When people are in a hospital they get much less sleep, wake up more often during the night and awaken earlier in the morning than they do when they’re in their own homes, reports a study published recently in JAMA Internal Medicine.
Yes, yes. Those findings may make this seem like a “duh” study. Anybody who has spent a night in a hospital knows only too well that a host of factors can interfere with sleep in those institutions. Some are patient-related, like pain and worry, while others are hospital-related, like noise and being awoken for medical tests and procedures.
Yet, despite the ubiquitousness of the problem — or perhaps because of it — hospitals need to figure out ways of minimizing it. That’s because sleep deprivation in hospitals has been linked to a host of medical complications. Not getting enough sleep can, for example, negatively affect the way the body’s immune and endocrine systems work, thus interfering with healing. Interrupted sleep can also play havoc with blood pressure, raising the risk of a heart attack or stroke.
In addition, sleep deprivation increases the risk of a hospitalized patient becoming delirious or experiencing a fall.
“When our patients relate their difficulty sleeping in the hospital, they are not reporting only a nuisance but also a direct contributor to adverse outcomes, even mortality,” write the authors of a commentary that accompanies the study.
A ‘flash mob’ survey
To find out just how bad the sleep deprivation problem is at hospitals, a team of Dutch scientists used a “flash mob” research technique. On a single day — February 22, 2017 — they descended on 39 Dutch hospitals to survey 2,005 patients. The patients ranged in age from 18 to 81, although half of them were over the age of 68.
All the patients had spent at least the night before the survey day in a general hospital ward. The researchers did not survey patients from intensive care, coronary care or stroke units.
When the survey data was analyzed, it revealed that the patients reported sleeping an average of one hour and 23 minutes less in a hospital bed than they did in their own bed at home. They also woke up an average of 3.3 times per night in the hospital compared to 2.0 times a night at home. And they awakened in the morning an average of 44 minutes earlier than at home.

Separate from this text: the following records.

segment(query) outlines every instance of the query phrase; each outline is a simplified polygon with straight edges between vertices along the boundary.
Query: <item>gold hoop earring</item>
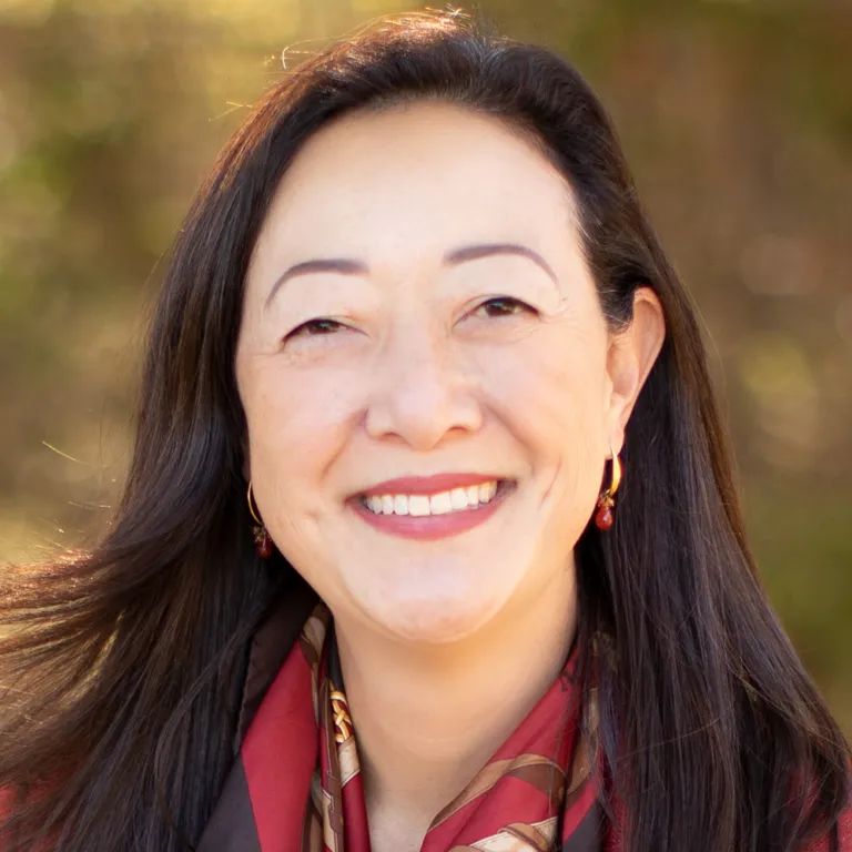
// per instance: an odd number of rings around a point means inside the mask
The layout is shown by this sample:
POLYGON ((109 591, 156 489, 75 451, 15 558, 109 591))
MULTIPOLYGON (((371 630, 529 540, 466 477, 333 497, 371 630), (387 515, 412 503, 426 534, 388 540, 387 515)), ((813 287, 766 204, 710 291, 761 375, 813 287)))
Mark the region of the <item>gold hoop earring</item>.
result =
POLYGON ((268 559, 272 556, 272 539, 270 538, 270 534, 266 531, 266 527, 263 525, 260 515, 254 508, 251 479, 248 480, 248 491, 246 493, 245 497, 248 501, 248 514, 254 520, 254 525, 252 526, 252 535, 254 536, 254 546, 257 550, 257 556, 260 556, 261 559, 268 559))
POLYGON ((616 507, 616 501, 612 497, 618 490, 618 486, 621 485, 621 463, 618 459, 618 454, 612 452, 611 446, 609 453, 612 457, 612 478, 609 483, 609 488, 605 488, 600 493, 600 497, 598 497, 598 510, 595 513, 595 526, 605 532, 611 528, 612 524, 615 524, 616 517, 612 514, 612 510, 616 507))

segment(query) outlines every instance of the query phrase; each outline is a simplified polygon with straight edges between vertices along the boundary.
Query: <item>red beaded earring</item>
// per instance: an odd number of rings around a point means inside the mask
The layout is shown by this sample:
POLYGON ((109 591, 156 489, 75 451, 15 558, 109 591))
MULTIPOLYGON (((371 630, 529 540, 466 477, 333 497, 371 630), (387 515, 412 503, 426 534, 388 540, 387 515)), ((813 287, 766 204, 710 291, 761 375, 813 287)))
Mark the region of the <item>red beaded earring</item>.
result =
POLYGON ((621 463, 618 460, 618 454, 612 452, 612 447, 609 452, 612 455, 612 481, 609 488, 605 488, 598 497, 598 510, 595 513, 595 526, 604 531, 608 530, 616 520, 612 514, 616 501, 612 497, 621 483, 621 463))
POLYGON ((272 556, 272 539, 270 538, 270 534, 266 531, 266 527, 263 526, 263 521, 260 519, 257 513, 254 509, 251 480, 248 480, 248 494, 246 495, 246 498, 248 499, 248 511, 254 519, 252 534, 254 535, 254 545, 257 548, 257 556, 260 556, 261 559, 268 559, 272 556))

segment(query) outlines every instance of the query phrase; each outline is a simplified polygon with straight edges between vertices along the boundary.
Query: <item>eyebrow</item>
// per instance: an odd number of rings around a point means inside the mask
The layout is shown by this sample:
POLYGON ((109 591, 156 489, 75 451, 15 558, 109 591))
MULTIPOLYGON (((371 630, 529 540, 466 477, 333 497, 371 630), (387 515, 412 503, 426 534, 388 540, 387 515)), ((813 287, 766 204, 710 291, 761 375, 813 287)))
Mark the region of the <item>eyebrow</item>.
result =
MULTIPOLYGON (((468 261, 478 261, 483 257, 493 257, 495 255, 516 255, 520 257, 527 257, 539 266, 554 284, 558 283, 556 273, 550 264, 538 253, 532 251, 526 245, 518 243, 477 243, 474 245, 463 245, 458 248, 453 248, 447 252, 442 258, 442 263, 445 266, 458 266, 462 263, 468 261)), ((311 275, 321 272, 336 272, 341 275, 366 275, 369 273, 369 267, 362 261, 351 260, 348 257, 325 257, 315 261, 303 261, 296 263, 287 268, 282 275, 280 275, 270 290, 270 294, 266 296, 264 307, 268 307, 275 294, 281 290, 282 285, 291 278, 295 278, 300 275, 311 275)))

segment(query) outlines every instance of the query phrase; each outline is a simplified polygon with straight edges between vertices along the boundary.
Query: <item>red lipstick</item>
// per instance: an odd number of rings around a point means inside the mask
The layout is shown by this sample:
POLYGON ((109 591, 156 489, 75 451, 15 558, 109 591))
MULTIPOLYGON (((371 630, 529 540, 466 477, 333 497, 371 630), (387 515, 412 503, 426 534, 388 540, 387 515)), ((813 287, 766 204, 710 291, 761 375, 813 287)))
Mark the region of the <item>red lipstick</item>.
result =
POLYGON ((400 476, 397 479, 386 479, 384 483, 372 485, 362 491, 365 497, 383 494, 439 494, 452 491, 454 488, 467 488, 499 481, 498 476, 488 474, 433 474, 432 476, 400 476))
POLYGON ((436 474, 434 476, 404 476, 387 479, 371 486, 349 500, 356 515, 390 536, 429 541, 448 538, 466 532, 468 529, 485 524, 503 505, 514 483, 487 474, 436 474), (373 511, 365 503, 369 496, 382 495, 434 495, 452 491, 454 488, 468 488, 473 485, 497 481, 497 491, 488 503, 456 509, 442 515, 385 515, 373 511))

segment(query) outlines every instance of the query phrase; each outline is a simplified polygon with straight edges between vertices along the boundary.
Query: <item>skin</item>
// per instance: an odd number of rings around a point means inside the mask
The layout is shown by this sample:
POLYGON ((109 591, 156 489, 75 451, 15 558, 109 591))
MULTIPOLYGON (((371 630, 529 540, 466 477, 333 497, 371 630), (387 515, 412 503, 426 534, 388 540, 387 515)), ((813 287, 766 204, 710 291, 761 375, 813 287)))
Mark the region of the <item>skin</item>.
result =
POLYGON ((285 174, 237 346, 246 474, 275 545, 334 615, 376 852, 418 850, 560 671, 574 546, 663 335, 648 288, 630 326, 608 331, 570 187, 493 116, 351 114, 285 174), (505 243, 550 272, 521 254, 446 262, 505 243), (359 265, 275 287, 317 258, 359 265), (383 480, 447 471, 513 489, 485 524, 434 541, 352 508, 383 480))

In two thirds of the cases, hospital-related factors were the source of the sleep disruptions. The most common factors were noises made by other patients (cited by 23.6 percent of the survey’s respondents) and middle-of-the-night awakenings by the medical staff (cited by 20.1 percent of the respondents).
The leading patient-related factor behind nocturnal awakenings was a need to use a toilet (cited by 21.6 percent of the patients).
Only 28.2 percent of the patients said their morning awakening in the hospital had been spontaneous. The rest said it had been caused by hospital staff, the noise of other patients or other hospital-related factors.
Interestingly, the study found no significant difference in the quantity and quality of sleep reported by patients who slept in a private hospital room versus those who shared a room with other patients.
“A probable explanation is that in most Dutch hospitals, the sickest patients are prioritized for sleeping in a single room because of scarcity and need for more care-related disruptions,” the researchers explain.
Limitations and implications
The study comes with several important caveats. Most notably, it relies on participants to recall how much they slept while in the hospital and on a typical night at home. Such information is subject to bias, particularly since patients may have overly positive estimates of their in-home sleep habits.
In addition, the survey did not collect the patients’ clinical data, such as the severity of their illness, how much pain they were experiencing or what medications they were taking. The lack of such data limits the generalizability of the findings.
Also, this study involved only patients in Dutch hospitals. Its results, therefore, may not be transferable to other patient populations, including those in the United States.
Still, as the two American doctors who wrote the accompanying commentary stress, the study should serve as “a wake-up call” to U.S. hospital administrators and staff.
“In some cases, the medical necessity of hospital-level care may take precedence over a strategy that optimizes sleep for hospitalized patients,” they write. But these latest findings “build a compelling case for questioning this tradeoff and inciting a much-needed hospital-wide culture change to minimize sleep disruption in the hospital setting.’’
Prioritizing a patient-centered environment
“Most of the sleep-disturbing factors found in our study seem easy to address by incorporating simple changes in nightly hospital routines,” the study authors emphasize.
They point to a recent pilot study which found that educating nurses about how to help patients get a good night’s sleep, minimizing light and noise disturbances, and reducing care-related disruptions and overnight fluids significantly increased the total amount of time patients slept while in the hospital.
The commentary’s writers also point to a long list of interventions that can help decrease sleep disruptions in hospitals — including giving patients less fluids and no caffeine after 3 p.m. and providing them with eye masks, earplugs, extra pillows, and relaxing music at bedtime.
“Only with widespread shifts in current practice and consistent implementation of such interventions can we reconfigure the U.S. hospital as a more humanistic, healing, patient-centered environment where the essential human need for sleep is prioritized,” they stress.
FMI: You’ll find abstracts for both the study and the commentary on the JAMA Internal Medicine website, but, unfortunately, the full papers are behind a paywall.